Quelque part dans Venise, on riait au son des musiques italiennes, au son d’une valse, d’une danse d’un carnaval vieux de plusieurs siècles. Une flagrance de parfum, un arrière-goût iodé, la mer et le soleil qui brillait. Les parures multicolores, les sourire qui n’en étaient pas, cachés sous les masques d’ivoire, les couches de maquillage. Venise avait tout d’un petit théâtre. Et lui, il se faufilait parmi la foule, masque d’or au milieu d’une rivière d’inconnu, avançant lentement, scrutant chaque visage, espérant y déceler un sourire plus familier que les autres, l’éclat d’un regard brun joyeux, plus vieux encore que la ville elle-même.

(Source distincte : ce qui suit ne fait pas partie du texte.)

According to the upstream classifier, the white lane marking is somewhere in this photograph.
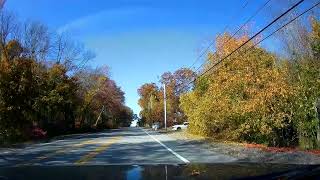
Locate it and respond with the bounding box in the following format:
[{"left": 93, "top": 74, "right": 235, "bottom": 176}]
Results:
[{"left": 141, "top": 128, "right": 190, "bottom": 163}]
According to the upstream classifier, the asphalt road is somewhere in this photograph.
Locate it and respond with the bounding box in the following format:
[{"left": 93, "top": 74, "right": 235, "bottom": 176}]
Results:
[{"left": 0, "top": 128, "right": 237, "bottom": 166}]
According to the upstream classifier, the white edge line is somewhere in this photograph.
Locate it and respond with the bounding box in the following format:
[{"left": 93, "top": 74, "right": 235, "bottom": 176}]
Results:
[{"left": 141, "top": 128, "right": 190, "bottom": 163}]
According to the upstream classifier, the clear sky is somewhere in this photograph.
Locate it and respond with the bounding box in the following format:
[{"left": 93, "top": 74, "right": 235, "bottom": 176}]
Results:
[{"left": 6, "top": 0, "right": 314, "bottom": 113}]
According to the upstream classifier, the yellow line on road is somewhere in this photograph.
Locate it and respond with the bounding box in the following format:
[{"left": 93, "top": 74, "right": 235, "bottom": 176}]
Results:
[
  {"left": 75, "top": 136, "right": 121, "bottom": 165},
  {"left": 19, "top": 140, "right": 95, "bottom": 166}
]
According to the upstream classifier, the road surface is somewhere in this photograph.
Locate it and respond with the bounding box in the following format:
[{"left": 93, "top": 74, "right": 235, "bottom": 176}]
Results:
[{"left": 0, "top": 128, "right": 237, "bottom": 166}]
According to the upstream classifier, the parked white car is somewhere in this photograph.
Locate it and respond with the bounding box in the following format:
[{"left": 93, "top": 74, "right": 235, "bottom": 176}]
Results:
[
  {"left": 172, "top": 122, "right": 189, "bottom": 131},
  {"left": 152, "top": 122, "right": 160, "bottom": 131}
]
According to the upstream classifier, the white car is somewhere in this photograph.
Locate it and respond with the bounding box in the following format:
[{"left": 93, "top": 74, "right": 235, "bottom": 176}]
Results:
[
  {"left": 172, "top": 122, "right": 189, "bottom": 131},
  {"left": 152, "top": 122, "right": 160, "bottom": 131}
]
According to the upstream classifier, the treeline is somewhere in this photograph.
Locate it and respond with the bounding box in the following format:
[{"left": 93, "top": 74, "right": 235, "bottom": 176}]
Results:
[
  {"left": 0, "top": 10, "right": 133, "bottom": 143},
  {"left": 180, "top": 18, "right": 320, "bottom": 149},
  {"left": 138, "top": 68, "right": 196, "bottom": 127},
  {"left": 138, "top": 17, "right": 320, "bottom": 149}
]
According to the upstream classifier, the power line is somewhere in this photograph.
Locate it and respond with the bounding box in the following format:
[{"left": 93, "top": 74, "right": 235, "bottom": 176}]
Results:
[
  {"left": 188, "top": 0, "right": 251, "bottom": 69},
  {"left": 245, "top": 1, "right": 320, "bottom": 53},
  {"left": 196, "top": 0, "right": 271, "bottom": 71},
  {"left": 179, "top": 0, "right": 306, "bottom": 90}
]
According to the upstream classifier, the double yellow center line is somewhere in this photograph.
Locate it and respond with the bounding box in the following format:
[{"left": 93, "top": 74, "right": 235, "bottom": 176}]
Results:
[
  {"left": 18, "top": 136, "right": 121, "bottom": 166},
  {"left": 75, "top": 136, "right": 121, "bottom": 165}
]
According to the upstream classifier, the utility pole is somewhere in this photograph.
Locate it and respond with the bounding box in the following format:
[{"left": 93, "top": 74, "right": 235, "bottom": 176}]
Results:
[{"left": 163, "top": 83, "right": 167, "bottom": 130}]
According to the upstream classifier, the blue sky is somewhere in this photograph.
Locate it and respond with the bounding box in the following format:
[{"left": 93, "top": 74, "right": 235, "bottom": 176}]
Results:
[{"left": 6, "top": 0, "right": 314, "bottom": 113}]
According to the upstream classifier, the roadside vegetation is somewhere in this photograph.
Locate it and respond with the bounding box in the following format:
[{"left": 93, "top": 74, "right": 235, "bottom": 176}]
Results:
[
  {"left": 0, "top": 10, "right": 133, "bottom": 144},
  {"left": 138, "top": 17, "right": 320, "bottom": 149}
]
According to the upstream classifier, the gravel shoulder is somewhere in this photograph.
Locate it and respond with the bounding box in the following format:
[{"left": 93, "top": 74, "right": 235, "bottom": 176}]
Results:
[{"left": 164, "top": 131, "right": 320, "bottom": 164}]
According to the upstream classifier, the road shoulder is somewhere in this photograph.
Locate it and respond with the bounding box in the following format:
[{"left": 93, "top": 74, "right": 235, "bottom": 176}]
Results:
[{"left": 165, "top": 131, "right": 320, "bottom": 164}]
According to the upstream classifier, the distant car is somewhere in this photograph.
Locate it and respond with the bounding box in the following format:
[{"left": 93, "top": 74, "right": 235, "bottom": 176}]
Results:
[
  {"left": 152, "top": 122, "right": 160, "bottom": 131},
  {"left": 31, "top": 127, "right": 47, "bottom": 139},
  {"left": 172, "top": 122, "right": 189, "bottom": 131},
  {"left": 172, "top": 122, "right": 189, "bottom": 131}
]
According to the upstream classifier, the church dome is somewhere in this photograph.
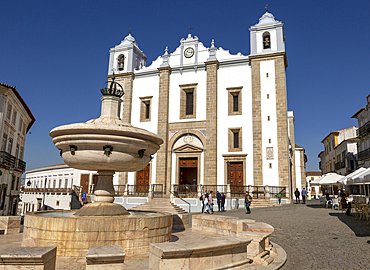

Il y avait de l’impatience mal contenue dans ce pantin grandeur nature, comme secoué par l’agitation frénétique, la joie ambiante. Ou était-ce d’autres images qui le secouaient ainsi, l’invitant à une douce nostalgie ? Celle qui faisait moins mal que les autres, qui ne comportait pas de regret. Autrefois, un enfant courait dans Venise, se perdant dans les rues, se terrant du mieux qu’il pût, s’abritant de la pluie. Jusqu’à ce que son frère le trouve, tendant la main en souriant, malgré que l’enfant fût loin du ghetto. Et le petit qui lentement, très lentement levait la main. Lentement. Comme si la peur se battait encore avec la confiance. Pourtant, il voyait toujours son vis-à-vis lui tendre la main alors que d’autres ne le faisaient pas, ne le faisait plus, comme ce protecteur des plaines, cet enfant blond aux yeux verts qui lui manquait à l’époque, qui lui manquait toujours aujourd’hui.

Netsah chassa ce souvenir (ce visage trop souriant, ces yeux trop verts, le soleil brillant de la plaine où mangeaient les poneys, les pans d’une robe…) et continua de marcher, les sens en alerte, que se soit pour trouver la Nation qu’il cherchait ou pour repérer les éventuels ennemis, ceux qui lui voulaient du mal. Personne n’était jamais assez prudent, c’était ce qu’il avait retenu de l’Histoire, de ces nuits trop longues à revoir les souvenirs qu’il fallait mieux laisser de côté. Surtout un jour de fête. Celle qu’il attendait depuis des mois, peaufinant son masque, son costume, imaginant son frère au milieu des autres fêtards, suppliant ceux qui s’occupaient de lui de le laisser s’en aller. Car on ne voulait pas le laisser partir, certains par inquiétude pour lui, d’autres par crainte de se faire de nouveau attaquer par les autres, ces voisins qui agaçaient Netsah (la moindre des politesses lorsqu’on attaquait quelqu’un était de ne pas le faire pendant une de ses fêtes, non mais !)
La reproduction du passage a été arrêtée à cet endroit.